Regardless of the WAN in use ATM, Frame Relay, or IP VPN a network interface is required. This interface is either a user-to-network interface (UNI), connecting a customer to a service provider's network, or a network-to-network interface (NNI), connecting two networks whether they are two customer or two service provider networks.
A UNI is used in ATM and Frame Relay (FRL) networks to describe the interface between the ATM/FRL end-user and the network service provider ATM/FRL network access switch. The term UNI can also describe the interface between a private ATM switch and the public network service provider ATM network.
An NNI is created when two disparate networks require interconnection, such as two Frame Relay WANs from different service providers.
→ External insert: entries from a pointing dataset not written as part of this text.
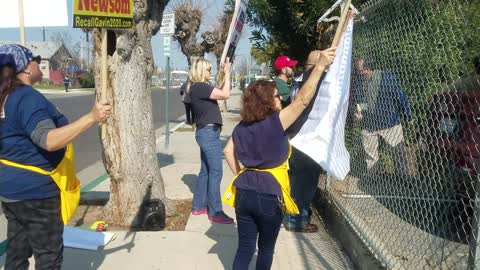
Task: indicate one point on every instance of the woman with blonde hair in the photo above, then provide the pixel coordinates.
(208, 120)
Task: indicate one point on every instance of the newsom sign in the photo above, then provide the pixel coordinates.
(102, 13)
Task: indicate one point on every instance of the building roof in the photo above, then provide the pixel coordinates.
(46, 49)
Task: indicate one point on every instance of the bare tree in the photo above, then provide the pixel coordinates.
(188, 18)
(128, 138)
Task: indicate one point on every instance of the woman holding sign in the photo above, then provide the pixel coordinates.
(260, 191)
(208, 121)
(36, 158)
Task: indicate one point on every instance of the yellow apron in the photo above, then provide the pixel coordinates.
(65, 178)
(280, 174)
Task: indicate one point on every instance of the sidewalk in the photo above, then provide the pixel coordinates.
(202, 245)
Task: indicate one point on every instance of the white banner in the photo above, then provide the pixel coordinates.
(235, 30)
(322, 137)
(36, 13)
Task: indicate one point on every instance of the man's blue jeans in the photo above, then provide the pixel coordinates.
(207, 187)
(258, 215)
(304, 173)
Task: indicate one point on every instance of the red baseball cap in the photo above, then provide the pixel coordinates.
(284, 61)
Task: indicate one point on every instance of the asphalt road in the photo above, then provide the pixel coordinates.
(87, 147)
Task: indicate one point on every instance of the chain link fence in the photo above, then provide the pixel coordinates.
(413, 132)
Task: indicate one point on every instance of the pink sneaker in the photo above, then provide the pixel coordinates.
(202, 211)
(222, 219)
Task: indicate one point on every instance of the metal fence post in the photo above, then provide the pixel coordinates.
(474, 243)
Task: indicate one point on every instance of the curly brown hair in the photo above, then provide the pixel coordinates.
(258, 101)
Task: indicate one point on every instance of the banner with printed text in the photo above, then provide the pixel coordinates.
(102, 13)
(235, 30)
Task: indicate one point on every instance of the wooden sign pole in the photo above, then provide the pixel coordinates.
(104, 64)
(103, 90)
(22, 22)
(342, 22)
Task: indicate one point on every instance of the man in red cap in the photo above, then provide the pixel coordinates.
(284, 70)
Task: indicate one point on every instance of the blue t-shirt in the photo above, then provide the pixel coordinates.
(24, 109)
(260, 145)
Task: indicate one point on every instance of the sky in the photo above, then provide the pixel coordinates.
(212, 9)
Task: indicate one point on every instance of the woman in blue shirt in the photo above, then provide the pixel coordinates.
(34, 133)
(259, 142)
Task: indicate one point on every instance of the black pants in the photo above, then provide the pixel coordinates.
(34, 227)
(189, 113)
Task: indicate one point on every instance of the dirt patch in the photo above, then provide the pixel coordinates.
(86, 215)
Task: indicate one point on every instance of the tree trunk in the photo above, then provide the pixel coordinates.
(128, 138)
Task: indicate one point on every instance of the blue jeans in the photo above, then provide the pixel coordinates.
(304, 173)
(207, 187)
(258, 215)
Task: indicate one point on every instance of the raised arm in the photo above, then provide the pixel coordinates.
(290, 113)
(59, 138)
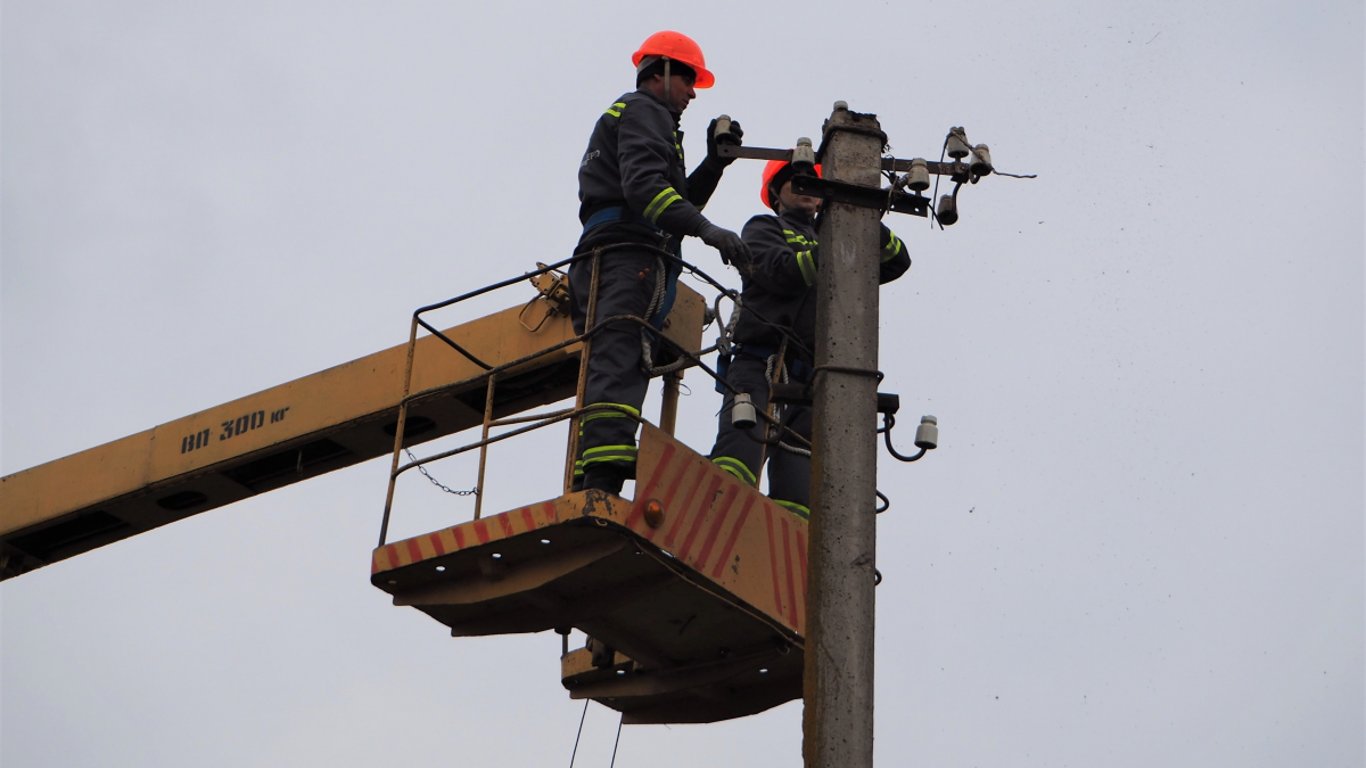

This scenario is best used when clients are migrating from one service provider to another, they use different network service providers, or they need to use two or more network service providers.
The building of the Transcontinental railroad in 1870 serves as a good example of the first NNI and the way an NNI operates. In 1870, the Denver and Río Grande Railway Company was chartered to build a railway from Denver, Colorado to El Paso, Texas. This line reached Pueblo by 1872, and the company built a branch west from there to coal mines at Cañón City. The choice was made early on to construct the railroad on a three-foot gauge not the four-foot, eight-inch gauge of its chief competitor, the Atchison, Topeka, and Santa Fe.
In 1881, the Río Grande Railway Company had extended its narrow-gauge tracks throughout the mountains of Colorado. The tracks crossed the Continental Divide in five places, over mountains and across gorges. On the track from Denver to Pueblo, the Río Grande Railway Company bowed to increasing use of standard gauge rolling stock. A third rail was added to accommodate both sizes of trains. If this third rail had not been added, another solution would have been possible.
These two railroads are independent networks requiring an interconnection to complete the Transcontinental Railroad. The additional solution would involve the Western and Eastern Railroad meeting at a point in the country where both the Eastern track and the Western track could find a common point of connection: a railroad station, as shown in Figure 8-3.
This railroad station would be constructed so that both the Eastern and Western Railroad tracks were connected to the station. The station, acting like an NNI, provided a means for which passengers and goods could be offloaded from the railcars of one railroad for example, Western and loaded onto the railcars of the other railroad for example, Eastern (see Figure 8-4).
When this passenger/goods transition was completed, the journeys of the two trains could continue across the other railroad network, as shown in Figure 8-5.
If you replace the train station with a router or switch and you consider this the customer premise, you'd achieve the concept of an NNI, as shown in Figure 8-6.
Figure 8-7 illustrates a customer-based NNI, with a LAN switch providing connectivity to two WAN routers: one router is connected to Network Service Provider #1's network, and the other router is connected to Network Service Provider #2's network.
A customer-based NNI can be accomplished with a single router, as illustrated in Figure 8-8. However, two WAN Interface Cards (WICs) or serial interfaces, each connecting to a separate channel service unit/data service unit (CSU/DSU) and subsequent local loop, are required.
Some NSPs can provide NNI service to other network service providers, as illustrated in Figure 8-9. This scenario is used when customers requires WAN connectivity to some locations where their primary providers cannot provide service.